Central bankers, and even someof the best economists, sometimes talk about inflation expectations becoming ‘unhinged’. I do not like this term, and have been known to react quite badly to it. Some might say overreact. Let me say why.
But before doing so, I want to make three things clear, lest I be misunderstood. First, I think inflation expectations are really important. Second, I largely believe the great moderation story. As a result of setting inflation targets (explicitly or implicitly), and acting to achieve them, central banks did succeed in stabilising inflation expectations at low levels, and this has made the job of stabilising the economy as a whole rather easier. I may be wrong about this, but that is what I currently think. (I chose this as an example of the achievements of the microfoundations revolution in macro in my mild disagreement with Paul Krugman on this issue.) Third, I think it is more than likely that if inflation stays above/below target for some time, inflation expectations will adjust.
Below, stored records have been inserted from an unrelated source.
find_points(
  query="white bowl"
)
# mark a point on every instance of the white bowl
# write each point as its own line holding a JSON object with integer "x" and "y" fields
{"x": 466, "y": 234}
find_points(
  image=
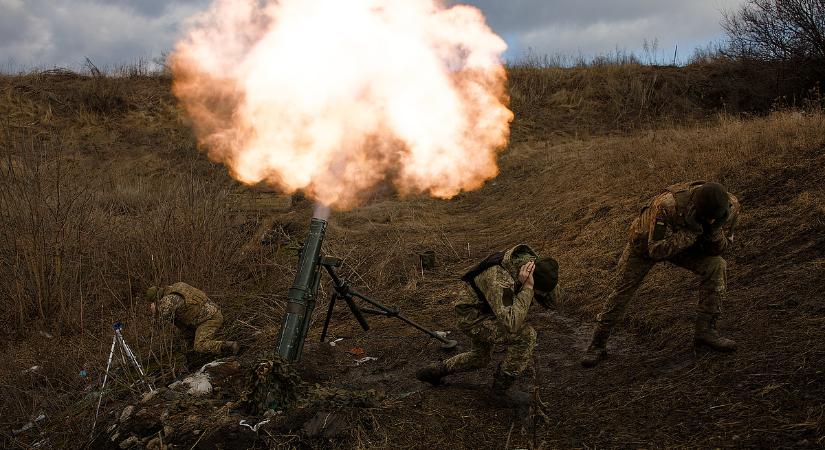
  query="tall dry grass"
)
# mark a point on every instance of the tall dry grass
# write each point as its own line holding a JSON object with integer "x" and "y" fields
{"x": 103, "y": 192}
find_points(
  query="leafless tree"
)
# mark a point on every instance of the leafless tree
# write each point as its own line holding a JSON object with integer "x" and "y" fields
{"x": 782, "y": 30}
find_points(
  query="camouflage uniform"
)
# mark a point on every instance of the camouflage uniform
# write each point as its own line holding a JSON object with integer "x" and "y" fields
{"x": 667, "y": 231}
{"x": 500, "y": 320}
{"x": 192, "y": 311}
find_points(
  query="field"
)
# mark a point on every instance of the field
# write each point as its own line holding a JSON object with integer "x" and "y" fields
{"x": 104, "y": 192}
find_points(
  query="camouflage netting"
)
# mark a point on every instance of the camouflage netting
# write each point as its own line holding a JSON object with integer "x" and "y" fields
{"x": 275, "y": 384}
{"x": 247, "y": 398}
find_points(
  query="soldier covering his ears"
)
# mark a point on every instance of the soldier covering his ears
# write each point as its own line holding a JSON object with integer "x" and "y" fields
{"x": 492, "y": 309}
{"x": 193, "y": 312}
{"x": 689, "y": 225}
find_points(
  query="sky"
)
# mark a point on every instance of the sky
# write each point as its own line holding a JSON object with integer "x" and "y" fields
{"x": 63, "y": 33}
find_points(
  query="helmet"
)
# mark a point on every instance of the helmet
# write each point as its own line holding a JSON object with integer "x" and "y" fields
{"x": 152, "y": 294}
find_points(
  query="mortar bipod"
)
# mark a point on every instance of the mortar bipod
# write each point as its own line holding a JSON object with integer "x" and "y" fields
{"x": 342, "y": 290}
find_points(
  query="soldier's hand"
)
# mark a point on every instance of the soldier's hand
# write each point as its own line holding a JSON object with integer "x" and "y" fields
{"x": 525, "y": 274}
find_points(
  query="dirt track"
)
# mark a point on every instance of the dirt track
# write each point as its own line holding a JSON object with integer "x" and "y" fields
{"x": 655, "y": 390}
{"x": 570, "y": 197}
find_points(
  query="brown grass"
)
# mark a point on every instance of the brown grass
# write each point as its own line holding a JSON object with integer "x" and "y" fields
{"x": 102, "y": 193}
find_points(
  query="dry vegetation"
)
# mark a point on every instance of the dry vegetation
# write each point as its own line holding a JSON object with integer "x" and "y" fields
{"x": 103, "y": 192}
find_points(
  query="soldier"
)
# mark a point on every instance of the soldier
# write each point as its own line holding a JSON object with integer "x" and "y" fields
{"x": 491, "y": 309}
{"x": 689, "y": 225}
{"x": 194, "y": 313}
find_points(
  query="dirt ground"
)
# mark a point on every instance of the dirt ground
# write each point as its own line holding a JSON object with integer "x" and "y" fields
{"x": 567, "y": 195}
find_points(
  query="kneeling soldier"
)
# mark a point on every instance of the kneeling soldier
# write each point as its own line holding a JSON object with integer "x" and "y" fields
{"x": 689, "y": 225}
{"x": 492, "y": 309}
{"x": 192, "y": 312}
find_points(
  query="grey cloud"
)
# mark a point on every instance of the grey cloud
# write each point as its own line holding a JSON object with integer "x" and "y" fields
{"x": 590, "y": 27}
{"x": 63, "y": 33}
{"x": 44, "y": 33}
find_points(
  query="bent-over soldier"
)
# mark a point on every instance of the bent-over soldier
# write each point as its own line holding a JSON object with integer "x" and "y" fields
{"x": 690, "y": 225}
{"x": 192, "y": 312}
{"x": 492, "y": 309}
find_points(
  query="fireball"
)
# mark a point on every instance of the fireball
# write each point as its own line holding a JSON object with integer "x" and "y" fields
{"x": 332, "y": 97}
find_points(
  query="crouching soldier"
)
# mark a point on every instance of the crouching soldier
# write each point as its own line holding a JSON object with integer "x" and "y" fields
{"x": 193, "y": 313}
{"x": 689, "y": 225}
{"x": 492, "y": 309}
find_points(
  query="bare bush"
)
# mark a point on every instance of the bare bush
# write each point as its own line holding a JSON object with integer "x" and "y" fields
{"x": 777, "y": 30}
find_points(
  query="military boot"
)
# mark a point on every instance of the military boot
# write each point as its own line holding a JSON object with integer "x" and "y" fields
{"x": 707, "y": 335}
{"x": 596, "y": 351}
{"x": 230, "y": 347}
{"x": 433, "y": 373}
{"x": 504, "y": 393}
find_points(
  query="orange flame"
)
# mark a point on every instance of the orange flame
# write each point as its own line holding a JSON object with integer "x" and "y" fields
{"x": 332, "y": 97}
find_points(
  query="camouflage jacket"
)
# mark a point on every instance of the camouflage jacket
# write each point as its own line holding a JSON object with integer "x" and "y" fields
{"x": 508, "y": 301}
{"x": 666, "y": 227}
{"x": 185, "y": 306}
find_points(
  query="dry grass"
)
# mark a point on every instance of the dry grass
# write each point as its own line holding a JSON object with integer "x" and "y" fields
{"x": 102, "y": 192}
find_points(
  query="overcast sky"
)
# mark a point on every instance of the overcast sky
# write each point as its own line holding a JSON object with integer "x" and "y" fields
{"x": 48, "y": 33}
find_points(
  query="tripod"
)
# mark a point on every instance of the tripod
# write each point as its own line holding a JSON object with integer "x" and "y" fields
{"x": 128, "y": 358}
{"x": 342, "y": 290}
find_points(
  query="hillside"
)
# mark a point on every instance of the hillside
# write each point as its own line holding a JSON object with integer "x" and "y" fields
{"x": 103, "y": 192}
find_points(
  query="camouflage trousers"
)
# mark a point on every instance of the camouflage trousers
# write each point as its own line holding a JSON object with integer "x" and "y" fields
{"x": 203, "y": 335}
{"x": 633, "y": 267}
{"x": 487, "y": 334}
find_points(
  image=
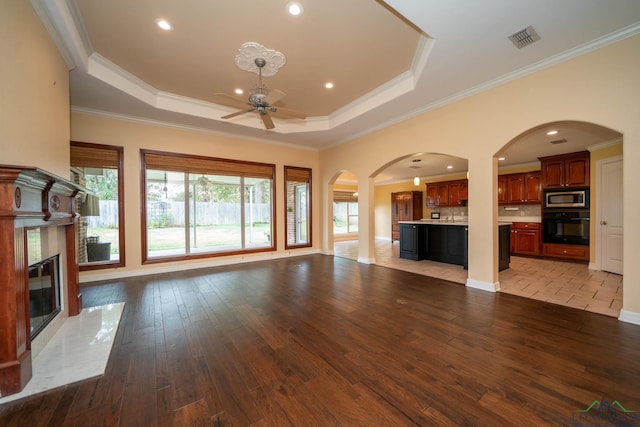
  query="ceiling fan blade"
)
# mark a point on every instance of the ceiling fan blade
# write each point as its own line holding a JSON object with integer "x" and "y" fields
{"x": 275, "y": 95}
{"x": 284, "y": 113}
{"x": 229, "y": 101}
{"x": 237, "y": 113}
{"x": 266, "y": 119}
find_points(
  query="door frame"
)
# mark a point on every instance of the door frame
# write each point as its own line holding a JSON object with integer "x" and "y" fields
{"x": 597, "y": 264}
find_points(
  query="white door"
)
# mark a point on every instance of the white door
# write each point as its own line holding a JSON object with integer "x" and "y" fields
{"x": 610, "y": 225}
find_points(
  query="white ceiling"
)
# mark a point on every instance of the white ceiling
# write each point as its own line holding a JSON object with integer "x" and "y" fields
{"x": 389, "y": 61}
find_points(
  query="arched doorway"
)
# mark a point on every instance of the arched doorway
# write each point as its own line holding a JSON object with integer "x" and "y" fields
{"x": 344, "y": 221}
{"x": 536, "y": 271}
{"x": 408, "y": 174}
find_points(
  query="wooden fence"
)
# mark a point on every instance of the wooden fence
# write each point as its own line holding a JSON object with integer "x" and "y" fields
{"x": 173, "y": 213}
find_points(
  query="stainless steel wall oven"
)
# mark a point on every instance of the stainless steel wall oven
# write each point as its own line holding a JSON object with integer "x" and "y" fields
{"x": 567, "y": 227}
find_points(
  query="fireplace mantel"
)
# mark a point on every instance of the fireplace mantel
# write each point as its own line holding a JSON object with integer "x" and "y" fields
{"x": 30, "y": 198}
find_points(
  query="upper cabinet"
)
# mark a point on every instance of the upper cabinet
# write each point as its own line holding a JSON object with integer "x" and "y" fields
{"x": 447, "y": 193}
{"x": 567, "y": 170}
{"x": 520, "y": 188}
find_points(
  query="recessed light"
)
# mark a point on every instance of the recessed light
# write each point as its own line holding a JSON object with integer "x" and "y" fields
{"x": 294, "y": 8}
{"x": 164, "y": 24}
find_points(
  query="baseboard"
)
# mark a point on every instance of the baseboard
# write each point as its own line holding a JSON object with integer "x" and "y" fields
{"x": 169, "y": 267}
{"x": 485, "y": 286}
{"x": 629, "y": 317}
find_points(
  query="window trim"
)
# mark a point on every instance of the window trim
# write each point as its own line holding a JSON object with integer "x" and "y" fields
{"x": 121, "y": 200}
{"x": 179, "y": 162}
{"x": 299, "y": 172}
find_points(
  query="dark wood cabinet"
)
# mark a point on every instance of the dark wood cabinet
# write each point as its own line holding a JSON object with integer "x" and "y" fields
{"x": 520, "y": 188}
{"x": 567, "y": 170}
{"x": 413, "y": 241}
{"x": 525, "y": 238}
{"x": 458, "y": 192}
{"x": 447, "y": 243}
{"x": 405, "y": 206}
{"x": 558, "y": 250}
{"x": 447, "y": 193}
{"x": 502, "y": 189}
{"x": 504, "y": 247}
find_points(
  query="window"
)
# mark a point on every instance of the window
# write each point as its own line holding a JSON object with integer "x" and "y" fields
{"x": 100, "y": 230}
{"x": 297, "y": 183}
{"x": 200, "y": 206}
{"x": 345, "y": 212}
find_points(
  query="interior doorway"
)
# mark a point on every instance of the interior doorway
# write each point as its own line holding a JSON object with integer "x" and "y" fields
{"x": 609, "y": 224}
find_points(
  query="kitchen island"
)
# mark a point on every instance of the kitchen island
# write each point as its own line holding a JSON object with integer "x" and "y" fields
{"x": 445, "y": 241}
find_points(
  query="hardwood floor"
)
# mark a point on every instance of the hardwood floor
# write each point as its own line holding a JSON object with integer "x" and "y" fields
{"x": 320, "y": 340}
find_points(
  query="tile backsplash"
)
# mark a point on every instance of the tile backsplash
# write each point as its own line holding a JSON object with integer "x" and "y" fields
{"x": 520, "y": 210}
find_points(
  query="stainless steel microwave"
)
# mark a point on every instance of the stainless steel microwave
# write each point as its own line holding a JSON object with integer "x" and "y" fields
{"x": 567, "y": 199}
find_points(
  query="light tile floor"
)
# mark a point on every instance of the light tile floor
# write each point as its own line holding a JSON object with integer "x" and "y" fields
{"x": 565, "y": 283}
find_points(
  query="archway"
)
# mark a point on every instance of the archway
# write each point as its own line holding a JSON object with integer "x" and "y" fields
{"x": 536, "y": 271}
{"x": 344, "y": 215}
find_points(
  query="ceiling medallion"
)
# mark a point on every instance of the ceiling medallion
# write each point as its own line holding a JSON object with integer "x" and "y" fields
{"x": 250, "y": 51}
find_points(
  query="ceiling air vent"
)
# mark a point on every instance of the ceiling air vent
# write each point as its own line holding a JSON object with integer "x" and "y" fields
{"x": 524, "y": 37}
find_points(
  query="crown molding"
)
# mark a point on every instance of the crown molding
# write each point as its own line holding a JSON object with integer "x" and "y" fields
{"x": 605, "y": 144}
{"x": 172, "y": 125}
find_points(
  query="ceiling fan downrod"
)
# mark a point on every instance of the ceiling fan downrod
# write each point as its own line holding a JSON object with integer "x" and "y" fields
{"x": 259, "y": 92}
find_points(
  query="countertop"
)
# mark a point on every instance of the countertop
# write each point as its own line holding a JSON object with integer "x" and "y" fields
{"x": 465, "y": 221}
{"x": 436, "y": 222}
{"x": 510, "y": 219}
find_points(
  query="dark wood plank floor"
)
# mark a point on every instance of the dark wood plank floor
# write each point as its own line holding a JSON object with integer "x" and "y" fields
{"x": 324, "y": 341}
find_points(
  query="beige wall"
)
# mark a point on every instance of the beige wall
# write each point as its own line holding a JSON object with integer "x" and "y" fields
{"x": 134, "y": 136}
{"x": 600, "y": 87}
{"x": 34, "y": 88}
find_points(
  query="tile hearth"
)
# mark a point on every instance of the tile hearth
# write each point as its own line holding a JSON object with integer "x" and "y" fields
{"x": 79, "y": 350}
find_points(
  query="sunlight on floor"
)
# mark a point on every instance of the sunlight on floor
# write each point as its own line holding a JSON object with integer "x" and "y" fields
{"x": 565, "y": 283}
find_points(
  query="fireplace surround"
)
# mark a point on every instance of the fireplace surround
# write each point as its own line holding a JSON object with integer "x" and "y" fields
{"x": 30, "y": 199}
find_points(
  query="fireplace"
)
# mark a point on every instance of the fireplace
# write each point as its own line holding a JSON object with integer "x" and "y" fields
{"x": 44, "y": 294}
{"x": 39, "y": 274}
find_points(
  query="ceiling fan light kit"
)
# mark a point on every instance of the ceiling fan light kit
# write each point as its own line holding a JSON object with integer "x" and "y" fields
{"x": 257, "y": 58}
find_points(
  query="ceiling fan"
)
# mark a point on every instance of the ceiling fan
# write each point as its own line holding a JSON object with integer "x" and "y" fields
{"x": 260, "y": 101}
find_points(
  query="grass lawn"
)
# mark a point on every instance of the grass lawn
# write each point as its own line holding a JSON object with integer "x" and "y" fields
{"x": 168, "y": 238}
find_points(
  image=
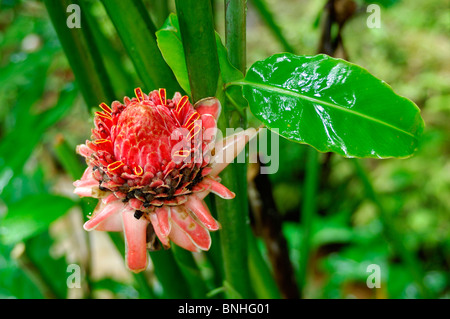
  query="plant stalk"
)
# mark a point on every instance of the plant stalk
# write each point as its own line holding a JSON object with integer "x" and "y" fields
{"x": 308, "y": 212}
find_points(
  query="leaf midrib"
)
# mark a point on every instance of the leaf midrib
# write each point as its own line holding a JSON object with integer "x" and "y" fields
{"x": 335, "y": 106}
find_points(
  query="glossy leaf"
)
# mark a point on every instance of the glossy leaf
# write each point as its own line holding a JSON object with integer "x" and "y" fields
{"x": 32, "y": 215}
{"x": 332, "y": 105}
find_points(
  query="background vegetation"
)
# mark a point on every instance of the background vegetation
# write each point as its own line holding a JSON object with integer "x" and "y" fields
{"x": 394, "y": 213}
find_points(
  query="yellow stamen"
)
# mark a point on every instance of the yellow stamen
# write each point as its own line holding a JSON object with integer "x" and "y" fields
{"x": 162, "y": 96}
{"x": 139, "y": 94}
{"x": 113, "y": 166}
{"x": 105, "y": 108}
{"x": 138, "y": 170}
{"x": 183, "y": 101}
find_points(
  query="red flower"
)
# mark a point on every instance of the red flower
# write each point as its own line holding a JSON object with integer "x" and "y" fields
{"x": 150, "y": 164}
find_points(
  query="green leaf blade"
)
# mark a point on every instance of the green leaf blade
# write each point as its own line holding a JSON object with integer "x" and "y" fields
{"x": 332, "y": 105}
{"x": 31, "y": 216}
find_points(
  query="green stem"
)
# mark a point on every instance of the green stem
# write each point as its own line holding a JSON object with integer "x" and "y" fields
{"x": 391, "y": 231}
{"x": 82, "y": 53}
{"x": 199, "y": 42}
{"x": 137, "y": 33}
{"x": 269, "y": 19}
{"x": 191, "y": 271}
{"x": 121, "y": 78}
{"x": 309, "y": 208}
{"x": 145, "y": 291}
{"x": 235, "y": 32}
{"x": 161, "y": 11}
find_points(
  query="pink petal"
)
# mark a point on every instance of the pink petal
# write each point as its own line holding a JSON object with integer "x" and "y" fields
{"x": 113, "y": 223}
{"x": 184, "y": 225}
{"x": 84, "y": 150}
{"x": 195, "y": 205}
{"x": 163, "y": 215}
{"x": 209, "y": 105}
{"x": 227, "y": 149}
{"x": 179, "y": 237}
{"x": 136, "y": 242}
{"x": 102, "y": 212}
{"x": 157, "y": 227}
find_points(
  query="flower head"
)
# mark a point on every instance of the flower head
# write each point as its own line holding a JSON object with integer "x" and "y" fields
{"x": 151, "y": 161}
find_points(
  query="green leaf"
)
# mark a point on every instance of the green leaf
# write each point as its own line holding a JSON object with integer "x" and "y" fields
{"x": 137, "y": 32}
{"x": 171, "y": 47}
{"x": 32, "y": 215}
{"x": 332, "y": 105}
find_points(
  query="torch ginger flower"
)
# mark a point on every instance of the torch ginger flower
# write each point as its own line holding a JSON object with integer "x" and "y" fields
{"x": 151, "y": 162}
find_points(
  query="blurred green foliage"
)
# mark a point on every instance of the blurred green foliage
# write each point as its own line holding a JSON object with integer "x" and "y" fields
{"x": 41, "y": 106}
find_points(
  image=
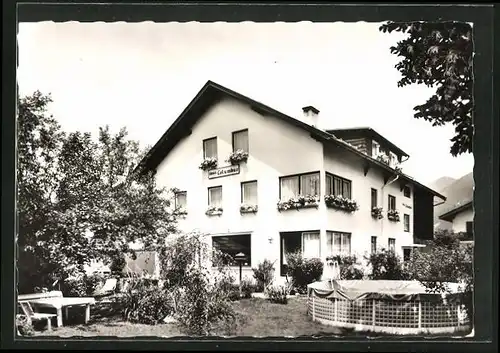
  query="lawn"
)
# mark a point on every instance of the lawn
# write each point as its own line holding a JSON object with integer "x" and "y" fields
{"x": 256, "y": 318}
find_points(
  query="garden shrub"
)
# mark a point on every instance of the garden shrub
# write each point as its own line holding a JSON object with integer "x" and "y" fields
{"x": 146, "y": 304}
{"x": 82, "y": 286}
{"x": 204, "y": 304}
{"x": 263, "y": 274}
{"x": 24, "y": 326}
{"x": 303, "y": 271}
{"x": 278, "y": 294}
{"x": 348, "y": 266}
{"x": 445, "y": 261}
{"x": 386, "y": 265}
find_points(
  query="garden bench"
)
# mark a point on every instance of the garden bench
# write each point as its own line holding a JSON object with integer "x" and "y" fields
{"x": 31, "y": 315}
{"x": 55, "y": 300}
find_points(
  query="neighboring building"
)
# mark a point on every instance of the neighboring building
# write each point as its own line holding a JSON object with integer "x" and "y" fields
{"x": 287, "y": 159}
{"x": 461, "y": 218}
But I would not call this expectations becoming unhinged. It is all about language. I would have no problem if another term was used. I used the term ‘adjust’ above, but we could also say ‘increase’, or ‘become less predictable’, or even ‘shift’. In fact any of the other words we normally use for macroeconomic variables. When discussing consumption, we do not talk about expectations of future income becoming unhinged. When discussing exchange rates and UIP, we do not obsess about expectations of future rates being unhinged. Whether intentional or not, the use of the term unhinged is designed to create an impression. The impression is of disastrous uncontrollability. If we talked about a person become unhinged, we indicate madness.
It is as if inflation expectations can be in one of two states: either low variance with mean reversion to the inflation target (or something close to it), or as highly volatile and could go anywhere. In this second imagined state, as expectations of inflation drive actual inflation, we could have ‘inflation bubbles’, which would become very costly for the central bank to prick. As we really do not want to go to that second state, we have to do everything we can to stay in the first state.
It is this view of the world that I find very difficult to believe - in fact I find it absurd. Why would inflation expectations become so unanchored from a central bank’s inflation target? They would do so if people thought the central bank had no intention of trying to achieve that target. So the only circumstances in which inflation expectations might become unhinged are when the central bank itself became unhinged. That could happen if the central bank was ordered to permanently monetise growing budget deficits, but that is not the world we are currently in.
When central bankers talk about unhinged expectations, they nearly always mention the 1970s and early 1980s. Do we really want to go through that again, they ask? Yet that was a period, in the US and UK, when it was very unclear what the central bank’s inflation target was, or indeed whether it had one. (This was not the case for Germany, as I note here.) So the lesson of that time is that inflation targets are important, but not that they should never be changed or missed.
I would draw a very different lesson from that period. It is important not to have taboos in macro. If there was a taboo at that time, it was that rising unemployment would mean a return to the 1930s. This prevented many seeing variations in unemployment as a means of stabilising inflation.
Could it be that we have a similar problem today, except roles have become reversed? With nominal rates at the zero lower bound, and doubts over unconventional monetary policy, we could use higher inflation (raised in a premeditated and controlled way) as a means of getting unemployment down. Of course that entails costs, and so we need to do the cost benefit analysis, and look at alternatives (like fiscal policy) that may be less costly. But if raising inflation is taboo we will not have that discussion. In this context, talk of expectations becoming unhinged reinforces that taboo.
In memory of Mel, who showed even as a teenager an appreciation for the absurd by helping me found the LUWS.